Big data analysis using HIVE

By YSN

Hive is a Data Ware House system to access and query data stored in the Hadoop File System. Hive uses a language called Hive query Language (HQL) with the same grammar and predicates  used in SQL language.

Our experience in using Hive for analysis of large data sets (big data) related to bank-card transactions has given us opportunity to garner the best features of Hive available as on date, for generating in depth analytical reports on card transactions throwing insights on several dimensions of customer usage of cards.

Here is a brief recap on other parts of Hadoop framework mentioned in this write up. Hadoop is basically two parts – 1. Distributed file system (Hadoop File system referred as HDFS , and  2. MapReduce , a computing and processing framework. Hive provides data ware house facility on top of Hadoop.

I will share here  some of the best features of Hive that were very much handy to generate analytical reports out of the large data sets in HDFS,  processed (cleaned & transformed) using Spark and Spark Sql…

Hive queries  written in HQL are converted into respective MapReduce jobs and run on the cluster to give the result. Hive provides for certain settings to convert the query statements into appropriate MapReduce jobs for efficient reading  and processing of files in the cluster.

The output format of MapReduce as sequential file is not suitable for optimal performance of Hive query , since it has to read full row even if one column is required.  The best format presently supported  by Hive is ORC file format.

Hive settings used are :

set hive.cli.print.header=true; prints column names

set hive.exec.parallel=true; If a query’s MapReduce stages are not interdependent  they could be executed in parallel

set  hive.auto.convert.join=true; map joins are active.

set hive.vectorization.execution.enable=true; this is the settings that makes Hive to process a batch of rows together instead of processing one row at a time. 

The setting of vectorization is very significant for our present discussion; this is the setting that makes Hive to process a batch of rows together instead of processing one row at a time.

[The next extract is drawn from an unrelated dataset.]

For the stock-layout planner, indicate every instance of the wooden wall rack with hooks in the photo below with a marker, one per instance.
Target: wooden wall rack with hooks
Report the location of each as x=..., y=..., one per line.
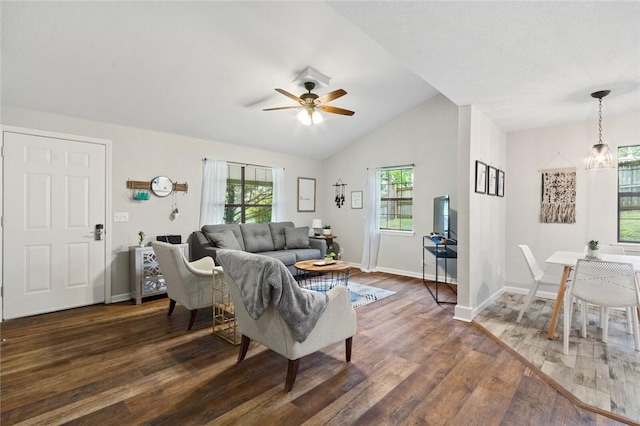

The tables on which the queries run should have been created with specification – STORED AS ORC

Example:

CREATE  EXTERNAL TABLE IF NOT EXISTS card_all_data_orc  ( Customer_ID   Bigint  ,   Card_ID  String , ….)

ROW FORMAT DELIMITED

FIELDS TERMINATED BY ‘\,’  STORED AS ORC;

Since the data to be loaded is mostly available in the text or csv format , to load the ORC tables —

Create a normal table and load data into that table from .csv file. Then input the data from this table to orc table as illustrated below:

INSERT OVERWRITE  TABLE  card_all_data_orc   SELECT * FROM all_data;

ORC (Optimized Row Columnar ) file format  is ideal for the big data processing using Hive. Advantage of ORC format is mainly because of large blocks of data (file contains groups of row data called stripes), default size is 250 MB ; large blocks result in efficient reads from HDFS.  Other significant advantage of ORC format  is it stores statistics – Min, Max, Sum,Count

Hive supports non-clustered index and is helpful for faster data processing and retrieval .